Cristina E. Pardo Porto is an interdisciplinary scholar of Latinx and Latin American art and visual culture. She holds a PhD from the Graduate Center, CUNY, and is currently an assistant professor at Syracuse University. Pardo Porto was the 2023–24 research fellow at the Syracuse University Humanities Center and has taught at the César E. Chávez Department of Chicana/o and Central American Studies at the University of California, Los Angeles, as well as at Hunter, Lehman, and Queens colleges, CUNY.


Pardo Porto’s research explores the intersections of historical archives, race, gender, migration, and the environment, focusing on visuality and coloniality across the hemispheric Americas—particularly in relation to diasporic networks in Central America and the Caribbean.
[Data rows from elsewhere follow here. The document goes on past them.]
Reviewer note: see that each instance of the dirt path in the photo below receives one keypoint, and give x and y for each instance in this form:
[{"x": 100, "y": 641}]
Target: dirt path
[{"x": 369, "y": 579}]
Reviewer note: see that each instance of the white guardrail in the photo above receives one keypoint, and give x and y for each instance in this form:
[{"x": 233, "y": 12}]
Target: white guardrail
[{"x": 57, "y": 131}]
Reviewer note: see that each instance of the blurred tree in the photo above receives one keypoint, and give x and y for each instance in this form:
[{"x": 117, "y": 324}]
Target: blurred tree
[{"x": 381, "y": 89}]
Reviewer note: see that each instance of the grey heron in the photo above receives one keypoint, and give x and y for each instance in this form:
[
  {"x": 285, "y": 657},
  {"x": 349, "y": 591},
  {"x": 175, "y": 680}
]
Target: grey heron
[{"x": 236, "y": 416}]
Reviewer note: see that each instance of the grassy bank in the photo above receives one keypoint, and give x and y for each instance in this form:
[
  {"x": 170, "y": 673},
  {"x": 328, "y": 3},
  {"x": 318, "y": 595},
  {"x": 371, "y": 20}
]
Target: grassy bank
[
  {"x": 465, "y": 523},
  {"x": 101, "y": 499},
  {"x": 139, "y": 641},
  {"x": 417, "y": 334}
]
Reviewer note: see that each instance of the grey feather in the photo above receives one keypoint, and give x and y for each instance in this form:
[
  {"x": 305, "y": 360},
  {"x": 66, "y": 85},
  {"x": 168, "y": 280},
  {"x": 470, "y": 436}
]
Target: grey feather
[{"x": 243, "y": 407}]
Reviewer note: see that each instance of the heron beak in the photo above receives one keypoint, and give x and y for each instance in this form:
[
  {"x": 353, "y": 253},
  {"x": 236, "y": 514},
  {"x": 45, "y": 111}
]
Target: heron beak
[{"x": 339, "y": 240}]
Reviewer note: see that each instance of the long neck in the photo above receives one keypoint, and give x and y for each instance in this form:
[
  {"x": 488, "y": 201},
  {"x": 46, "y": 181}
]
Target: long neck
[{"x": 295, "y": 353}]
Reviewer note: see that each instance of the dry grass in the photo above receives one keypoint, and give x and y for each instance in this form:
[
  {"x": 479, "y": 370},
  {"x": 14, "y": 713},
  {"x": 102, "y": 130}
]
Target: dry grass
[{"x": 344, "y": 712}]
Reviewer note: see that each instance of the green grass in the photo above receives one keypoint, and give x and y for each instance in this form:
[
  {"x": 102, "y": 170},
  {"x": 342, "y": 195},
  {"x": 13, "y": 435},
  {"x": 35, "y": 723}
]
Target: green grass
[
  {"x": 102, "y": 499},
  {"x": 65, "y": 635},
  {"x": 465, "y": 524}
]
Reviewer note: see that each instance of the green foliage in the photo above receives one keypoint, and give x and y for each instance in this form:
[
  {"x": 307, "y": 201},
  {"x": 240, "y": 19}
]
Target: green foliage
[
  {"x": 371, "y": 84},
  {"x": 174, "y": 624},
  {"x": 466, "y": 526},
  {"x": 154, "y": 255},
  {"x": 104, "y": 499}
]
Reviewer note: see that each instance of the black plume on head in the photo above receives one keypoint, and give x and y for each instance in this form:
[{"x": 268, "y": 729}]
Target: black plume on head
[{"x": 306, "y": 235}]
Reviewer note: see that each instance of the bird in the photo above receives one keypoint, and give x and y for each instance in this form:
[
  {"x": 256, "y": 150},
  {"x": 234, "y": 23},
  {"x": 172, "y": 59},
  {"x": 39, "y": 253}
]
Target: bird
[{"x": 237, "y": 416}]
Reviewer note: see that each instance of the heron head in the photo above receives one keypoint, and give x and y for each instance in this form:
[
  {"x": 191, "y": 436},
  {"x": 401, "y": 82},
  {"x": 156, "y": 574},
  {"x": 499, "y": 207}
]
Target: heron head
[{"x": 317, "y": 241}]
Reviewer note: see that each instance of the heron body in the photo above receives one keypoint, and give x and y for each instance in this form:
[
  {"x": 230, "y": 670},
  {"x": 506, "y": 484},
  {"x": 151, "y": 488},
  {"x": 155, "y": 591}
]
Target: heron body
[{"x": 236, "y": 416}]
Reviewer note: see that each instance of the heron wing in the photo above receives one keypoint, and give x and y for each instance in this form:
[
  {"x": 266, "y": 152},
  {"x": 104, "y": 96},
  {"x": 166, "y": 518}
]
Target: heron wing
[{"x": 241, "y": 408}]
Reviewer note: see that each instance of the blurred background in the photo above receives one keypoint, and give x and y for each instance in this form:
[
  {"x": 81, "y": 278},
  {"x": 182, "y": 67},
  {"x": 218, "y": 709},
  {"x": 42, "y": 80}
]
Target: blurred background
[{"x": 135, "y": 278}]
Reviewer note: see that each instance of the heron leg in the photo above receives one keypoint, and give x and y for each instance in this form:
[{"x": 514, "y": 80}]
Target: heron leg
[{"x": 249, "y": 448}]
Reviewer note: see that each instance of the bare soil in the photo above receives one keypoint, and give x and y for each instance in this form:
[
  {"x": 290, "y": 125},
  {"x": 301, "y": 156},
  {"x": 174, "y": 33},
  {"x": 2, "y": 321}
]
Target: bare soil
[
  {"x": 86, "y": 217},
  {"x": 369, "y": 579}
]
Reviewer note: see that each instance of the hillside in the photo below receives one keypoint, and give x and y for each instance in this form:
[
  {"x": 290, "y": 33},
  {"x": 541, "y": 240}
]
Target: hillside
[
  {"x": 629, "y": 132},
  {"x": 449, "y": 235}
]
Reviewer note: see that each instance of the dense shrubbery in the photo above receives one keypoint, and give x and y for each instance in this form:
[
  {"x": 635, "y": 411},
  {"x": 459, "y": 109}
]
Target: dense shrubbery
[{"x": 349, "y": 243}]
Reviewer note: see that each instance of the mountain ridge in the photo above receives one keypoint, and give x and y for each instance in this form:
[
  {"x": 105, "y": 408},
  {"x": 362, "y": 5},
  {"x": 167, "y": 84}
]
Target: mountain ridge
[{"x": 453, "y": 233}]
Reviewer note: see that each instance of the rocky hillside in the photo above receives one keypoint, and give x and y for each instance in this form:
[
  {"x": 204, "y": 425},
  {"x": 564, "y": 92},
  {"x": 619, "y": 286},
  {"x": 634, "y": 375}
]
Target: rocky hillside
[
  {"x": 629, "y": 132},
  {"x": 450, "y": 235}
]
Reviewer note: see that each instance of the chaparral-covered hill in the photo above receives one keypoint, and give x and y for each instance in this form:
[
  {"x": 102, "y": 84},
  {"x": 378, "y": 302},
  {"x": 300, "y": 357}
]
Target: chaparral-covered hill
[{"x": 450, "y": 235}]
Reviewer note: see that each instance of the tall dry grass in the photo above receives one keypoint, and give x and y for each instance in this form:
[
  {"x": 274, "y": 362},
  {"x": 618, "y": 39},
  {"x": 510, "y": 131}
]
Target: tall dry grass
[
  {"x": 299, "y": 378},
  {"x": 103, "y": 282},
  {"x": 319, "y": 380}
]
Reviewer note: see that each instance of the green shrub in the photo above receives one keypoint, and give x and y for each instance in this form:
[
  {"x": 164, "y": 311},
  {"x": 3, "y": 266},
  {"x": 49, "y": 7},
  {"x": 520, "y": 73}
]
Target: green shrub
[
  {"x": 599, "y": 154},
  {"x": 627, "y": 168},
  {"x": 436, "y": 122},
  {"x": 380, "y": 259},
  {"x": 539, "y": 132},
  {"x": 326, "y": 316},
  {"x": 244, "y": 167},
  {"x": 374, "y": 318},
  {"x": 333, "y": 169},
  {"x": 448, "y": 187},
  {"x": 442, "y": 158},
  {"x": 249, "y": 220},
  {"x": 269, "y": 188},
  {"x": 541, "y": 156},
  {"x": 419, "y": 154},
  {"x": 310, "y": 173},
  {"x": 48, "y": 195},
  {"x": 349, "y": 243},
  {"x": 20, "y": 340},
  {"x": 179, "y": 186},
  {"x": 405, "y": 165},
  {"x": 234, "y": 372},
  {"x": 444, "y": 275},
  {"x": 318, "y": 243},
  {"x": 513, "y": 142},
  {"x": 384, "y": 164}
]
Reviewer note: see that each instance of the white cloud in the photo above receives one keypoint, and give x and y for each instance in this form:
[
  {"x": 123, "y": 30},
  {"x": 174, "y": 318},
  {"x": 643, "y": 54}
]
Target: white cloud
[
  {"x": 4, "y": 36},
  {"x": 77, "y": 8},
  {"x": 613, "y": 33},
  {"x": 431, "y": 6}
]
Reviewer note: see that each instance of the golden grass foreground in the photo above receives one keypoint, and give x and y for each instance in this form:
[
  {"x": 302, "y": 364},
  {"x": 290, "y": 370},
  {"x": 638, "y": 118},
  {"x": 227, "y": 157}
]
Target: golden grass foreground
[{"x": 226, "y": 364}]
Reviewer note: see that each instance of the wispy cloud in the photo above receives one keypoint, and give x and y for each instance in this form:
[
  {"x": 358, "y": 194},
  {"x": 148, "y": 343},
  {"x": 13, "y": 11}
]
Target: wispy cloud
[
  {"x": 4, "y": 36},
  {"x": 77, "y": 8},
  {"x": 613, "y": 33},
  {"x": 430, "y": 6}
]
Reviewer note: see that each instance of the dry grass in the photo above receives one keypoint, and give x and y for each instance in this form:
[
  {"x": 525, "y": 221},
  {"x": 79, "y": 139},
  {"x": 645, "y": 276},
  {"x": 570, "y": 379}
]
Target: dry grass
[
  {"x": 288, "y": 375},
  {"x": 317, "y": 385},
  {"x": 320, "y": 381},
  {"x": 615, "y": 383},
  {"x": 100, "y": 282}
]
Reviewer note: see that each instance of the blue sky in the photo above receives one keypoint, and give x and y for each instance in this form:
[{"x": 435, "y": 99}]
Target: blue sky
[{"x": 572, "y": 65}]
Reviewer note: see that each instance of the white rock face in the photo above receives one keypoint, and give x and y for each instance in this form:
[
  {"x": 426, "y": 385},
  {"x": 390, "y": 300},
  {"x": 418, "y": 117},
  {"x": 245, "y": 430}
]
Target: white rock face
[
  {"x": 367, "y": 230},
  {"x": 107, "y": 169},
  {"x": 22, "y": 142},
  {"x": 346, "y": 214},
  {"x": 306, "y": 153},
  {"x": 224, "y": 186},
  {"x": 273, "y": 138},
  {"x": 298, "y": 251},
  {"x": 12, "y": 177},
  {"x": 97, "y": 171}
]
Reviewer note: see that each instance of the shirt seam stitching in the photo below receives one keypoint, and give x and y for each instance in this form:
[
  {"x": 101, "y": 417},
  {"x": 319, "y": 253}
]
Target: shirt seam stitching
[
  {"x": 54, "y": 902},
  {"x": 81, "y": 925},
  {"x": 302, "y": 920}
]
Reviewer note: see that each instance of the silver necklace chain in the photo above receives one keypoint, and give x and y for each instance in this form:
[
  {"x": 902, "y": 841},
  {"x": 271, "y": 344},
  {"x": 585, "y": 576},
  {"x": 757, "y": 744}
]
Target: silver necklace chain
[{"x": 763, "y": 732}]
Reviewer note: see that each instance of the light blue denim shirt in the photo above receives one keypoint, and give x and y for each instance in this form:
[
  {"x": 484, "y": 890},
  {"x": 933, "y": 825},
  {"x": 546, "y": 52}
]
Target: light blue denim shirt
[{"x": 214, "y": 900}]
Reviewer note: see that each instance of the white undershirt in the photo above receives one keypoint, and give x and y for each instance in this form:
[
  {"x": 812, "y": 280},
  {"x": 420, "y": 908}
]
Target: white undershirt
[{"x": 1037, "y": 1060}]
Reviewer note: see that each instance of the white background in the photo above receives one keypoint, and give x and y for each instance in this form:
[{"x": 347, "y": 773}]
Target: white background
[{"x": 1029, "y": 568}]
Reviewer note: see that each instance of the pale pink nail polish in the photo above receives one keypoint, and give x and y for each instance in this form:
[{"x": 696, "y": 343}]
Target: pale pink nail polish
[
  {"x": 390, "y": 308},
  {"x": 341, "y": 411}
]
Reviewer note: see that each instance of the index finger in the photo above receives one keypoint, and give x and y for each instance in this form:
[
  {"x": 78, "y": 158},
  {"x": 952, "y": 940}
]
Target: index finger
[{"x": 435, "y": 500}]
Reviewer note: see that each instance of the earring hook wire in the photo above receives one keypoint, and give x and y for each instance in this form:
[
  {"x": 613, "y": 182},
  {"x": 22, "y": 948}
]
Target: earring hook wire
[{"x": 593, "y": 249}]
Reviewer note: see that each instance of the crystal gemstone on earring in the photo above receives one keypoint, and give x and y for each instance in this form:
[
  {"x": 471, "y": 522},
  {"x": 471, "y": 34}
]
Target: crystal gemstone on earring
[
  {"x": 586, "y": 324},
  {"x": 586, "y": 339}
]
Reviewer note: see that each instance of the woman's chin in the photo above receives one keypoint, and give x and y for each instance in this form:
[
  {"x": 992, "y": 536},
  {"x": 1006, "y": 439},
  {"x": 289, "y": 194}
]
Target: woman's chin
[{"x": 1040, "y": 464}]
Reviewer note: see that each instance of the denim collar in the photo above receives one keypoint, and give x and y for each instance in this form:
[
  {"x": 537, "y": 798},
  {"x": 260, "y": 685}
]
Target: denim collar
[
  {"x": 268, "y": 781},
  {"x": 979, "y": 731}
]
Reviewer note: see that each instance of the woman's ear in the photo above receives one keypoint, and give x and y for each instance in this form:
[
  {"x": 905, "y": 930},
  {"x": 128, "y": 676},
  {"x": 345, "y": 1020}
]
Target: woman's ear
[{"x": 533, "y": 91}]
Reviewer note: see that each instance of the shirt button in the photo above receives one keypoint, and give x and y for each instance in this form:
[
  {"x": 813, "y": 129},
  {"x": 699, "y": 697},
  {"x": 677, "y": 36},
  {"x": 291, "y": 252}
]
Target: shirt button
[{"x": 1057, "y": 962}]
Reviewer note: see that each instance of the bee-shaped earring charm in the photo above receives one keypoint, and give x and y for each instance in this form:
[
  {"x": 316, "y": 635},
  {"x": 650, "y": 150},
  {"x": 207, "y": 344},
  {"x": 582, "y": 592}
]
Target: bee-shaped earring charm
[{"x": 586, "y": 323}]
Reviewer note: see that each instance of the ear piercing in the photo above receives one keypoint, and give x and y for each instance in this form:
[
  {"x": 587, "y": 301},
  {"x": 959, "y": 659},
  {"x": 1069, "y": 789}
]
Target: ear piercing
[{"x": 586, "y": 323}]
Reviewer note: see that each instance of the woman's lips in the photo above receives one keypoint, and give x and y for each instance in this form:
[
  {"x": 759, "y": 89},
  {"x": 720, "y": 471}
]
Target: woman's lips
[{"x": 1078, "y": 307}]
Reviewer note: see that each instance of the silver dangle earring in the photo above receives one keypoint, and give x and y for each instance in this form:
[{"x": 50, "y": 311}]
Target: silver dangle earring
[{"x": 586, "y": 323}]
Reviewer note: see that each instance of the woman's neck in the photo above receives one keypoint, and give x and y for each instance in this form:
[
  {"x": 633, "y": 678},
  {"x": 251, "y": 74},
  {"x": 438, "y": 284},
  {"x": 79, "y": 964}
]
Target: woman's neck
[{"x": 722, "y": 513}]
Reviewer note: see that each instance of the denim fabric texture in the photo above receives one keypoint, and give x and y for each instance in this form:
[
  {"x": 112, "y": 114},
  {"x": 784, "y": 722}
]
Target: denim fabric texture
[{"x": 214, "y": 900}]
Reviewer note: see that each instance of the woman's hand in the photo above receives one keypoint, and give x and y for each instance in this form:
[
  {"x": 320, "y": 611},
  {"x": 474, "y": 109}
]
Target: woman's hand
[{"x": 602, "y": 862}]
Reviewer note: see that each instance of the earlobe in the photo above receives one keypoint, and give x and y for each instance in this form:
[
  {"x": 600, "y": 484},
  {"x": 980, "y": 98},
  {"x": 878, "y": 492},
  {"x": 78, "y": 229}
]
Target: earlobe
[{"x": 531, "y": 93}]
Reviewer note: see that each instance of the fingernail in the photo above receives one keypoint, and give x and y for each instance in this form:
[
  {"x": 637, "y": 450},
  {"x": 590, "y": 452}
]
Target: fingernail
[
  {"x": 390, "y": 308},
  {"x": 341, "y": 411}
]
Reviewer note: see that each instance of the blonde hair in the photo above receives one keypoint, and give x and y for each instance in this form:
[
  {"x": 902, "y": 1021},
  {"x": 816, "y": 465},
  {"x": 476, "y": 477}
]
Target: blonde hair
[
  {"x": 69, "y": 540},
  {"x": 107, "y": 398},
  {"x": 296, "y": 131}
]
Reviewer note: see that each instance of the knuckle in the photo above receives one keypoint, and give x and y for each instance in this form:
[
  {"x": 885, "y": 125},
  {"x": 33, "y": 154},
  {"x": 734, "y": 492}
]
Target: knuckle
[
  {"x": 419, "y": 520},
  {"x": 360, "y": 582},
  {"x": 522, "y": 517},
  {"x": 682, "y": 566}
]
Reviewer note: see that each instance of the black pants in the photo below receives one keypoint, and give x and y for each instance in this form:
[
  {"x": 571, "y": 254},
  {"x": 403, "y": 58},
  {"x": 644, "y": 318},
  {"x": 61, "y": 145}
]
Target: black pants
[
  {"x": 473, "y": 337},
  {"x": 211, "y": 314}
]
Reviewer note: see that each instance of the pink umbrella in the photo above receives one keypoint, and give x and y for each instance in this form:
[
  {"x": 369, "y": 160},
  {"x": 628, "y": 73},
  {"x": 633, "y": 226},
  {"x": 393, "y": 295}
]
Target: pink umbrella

Her current book project offers a decolonial history of photography from the perspective of the Latinx diaspora, foregrounding the medium’s entanglement with colonial regimes of visibility and displacement. It interrogates photographic processes, archival materials, and visual artifacts to trace alternative genealogies of photographic practice, emphasizing how contemporary artists mobilize the medium to contest dominant narratives and articulate counter-histories of racial and Indigenous justice and cultural erasure in the Americas.


Recent curatorial projects include the exhibition Joiri Minaya: Unseeing the Tropics at the Museum at the Syracuse University Art Museum (Jan. 21–May 10, 2025). Pardo Porto is the coeditor of Plants and Animals in Latin American Cultural Production (University of Florida Press, forthcoming 2025) and of two special issues of the journal Istmo, both titled Photography in, on, and from Central America. Her scholarly work includes published and forthcoming articles in Art Journal, Hispanic Review, MLN, and Romance Quarterly, among others.